Olayın bundan sonrasını, doktor İ.S.'nin ağzından dinliyoruz.
      Ertesi gün hastalara, o gece ne oldu? Sırtınıza bunları nasıl yaptınız? Birisi mi yaptı? Gibi sorular soruyorduk. Bir noktaya sabit bir şekilde bakıp duruyorlardı. Davranışsal bozukluklar bu tip hastalarda sık gördüğümüz durumlardır ancak böylesine kitlesel bir durum ile 20 yıllık meslek hayatımda ilk defa karşılaşıyordum. Kamera kayıtlarına baktığımızda, hemen hemen tüm hastalar aynı vakitte, biranda yataklarından kalkıyor, bağırarak, yüz üstü yatıyorlardı. Sonra adeta işkence yapılır gibi acı çekiyorlarmış gibi sesler çıkarmaya başlıyorlardı. Gerçekten izah edemediğimiz zorlu bir kitlesel vaka ile karşı karşıyaydık. Ertesi gün o 14 hasta o koridordaki odalarına girmek istemediler. Odalarına sokmaya çalıştığımızda, korku dolu gözlerle etrafa bakıyorlardı. Biz de, hem psikolojileri daha kötüye gitmesin hem de durumu biraz sakinleştirmek adına o 14 hastanın 13'ünü üst kata taşıdık. Sadece iki gece önce gelen P.O(19) isimli genç bir bayan hasta, odasına girmeye yanaşmıştı. Daha doğrusu yanaşmıştı diyemeyiz, hiç tepki vermemişti. Geri kalan 13 hastayı, bir üst koridora taşıdık. O kattaki 13 hastayı da, bu koridora indiridik. Ertesi gece ben nöbetçi değildim, doktor R.F. (48) Bey nöbetçi olarak görev alıyordu.
    Ertesi gece yaşananlar Doktor R.F'yi hayrete düşürdü!
    N.Ç.'nin ertesi geceye dair anlatımlarına göre, saat gece üç gibi gene alt koridordan benzer sesler gelmeye başlamış. Koşarak alt koridora inen N.Ç., etrafta dolaşan gölgeler olduğunu görmüş, bundan sonra olayı, N.Ç.'nin ağızından dinliyoruz.

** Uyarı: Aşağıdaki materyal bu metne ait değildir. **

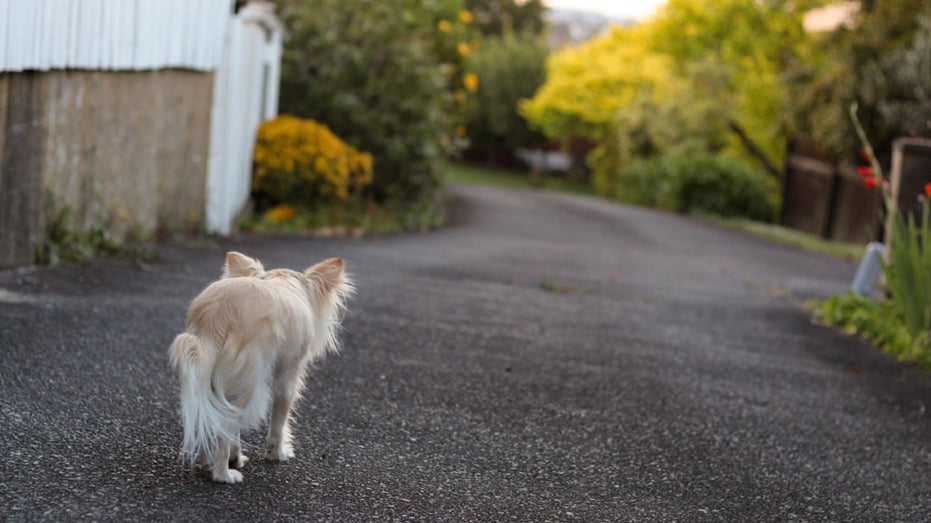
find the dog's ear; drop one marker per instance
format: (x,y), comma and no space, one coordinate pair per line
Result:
(328,274)
(238,264)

Gene dünküne benzer sesler duymaya başladım. Saat gecenin üçüydü, bu sefer dünden de çok korkmuştum çünkü sesler çok daha şiddetliydi. Öyle şiddetliymiş ki, benimle beraber o gece nöbetçi noktor R.F'de sesleri üçüncü kattan duymuş. Koşarak koridora indim, koridorda gölgeler geziyordu, karartı şeklinde gezinen şeylerden biri bana çarptı. O an yaşadığım ürpetiyi hala hissedebiliyorum. Yüz üstü yere kapaklandım, bir şeyin şiddetli bir şekilde sırtıma vurmaya başladığını hissettim. Kafamı kaldırdığımda, görünürde sadece siyah bir gölge vardı, ancak sırtım gerçekten çok acıyordu. Biraz sonra Doktor R.F.'nin seslerini duydum. Kalk kızım ne oluyor burada, bu gölgeler ne? Diyordu. Kalkacak takatim yoktu. Derken koridor o gece vardiyaya kalan A.S(26), P.L (36) ve D.G.(40) isimli çalışanlar ile doldu. Hepimiz o karartıları görmüştük. Biz daha ne olduğunu bile anlamadan koridorda, sağa sola kaçışırken, saat beş gibi sabah ezanı okunduğunda, bu sesler de gölgeler de gitmişti.
    Yaşanılan bu şok ve altı kişinin tanıklık ettiği olay sonrası, araştırma başlatılsa da, hiçbir somut netice elde edilememiş. Sonrasında, gene N.Ç.'nin anlatımlarıyla, hastaneye bir hoca getirilmiş, olayı artık dini boyutta değerlendirmek isteyen personel ve doktorlar, bu hocadan yardım istemiş. Hoca, birtakım şeyler yaptıktan sonra, yeni gelen P.O. isimli genç bayana üç harfli varlıkların musallat olduklarını belirtmiş. Kıza bir muska yazdıktan sonra, bu gece bir daha hiç yaşanmamış. P.O ise bu olayın üzerinden üç gün sonra iyileştiği belirtilerek taburcu edilmiş.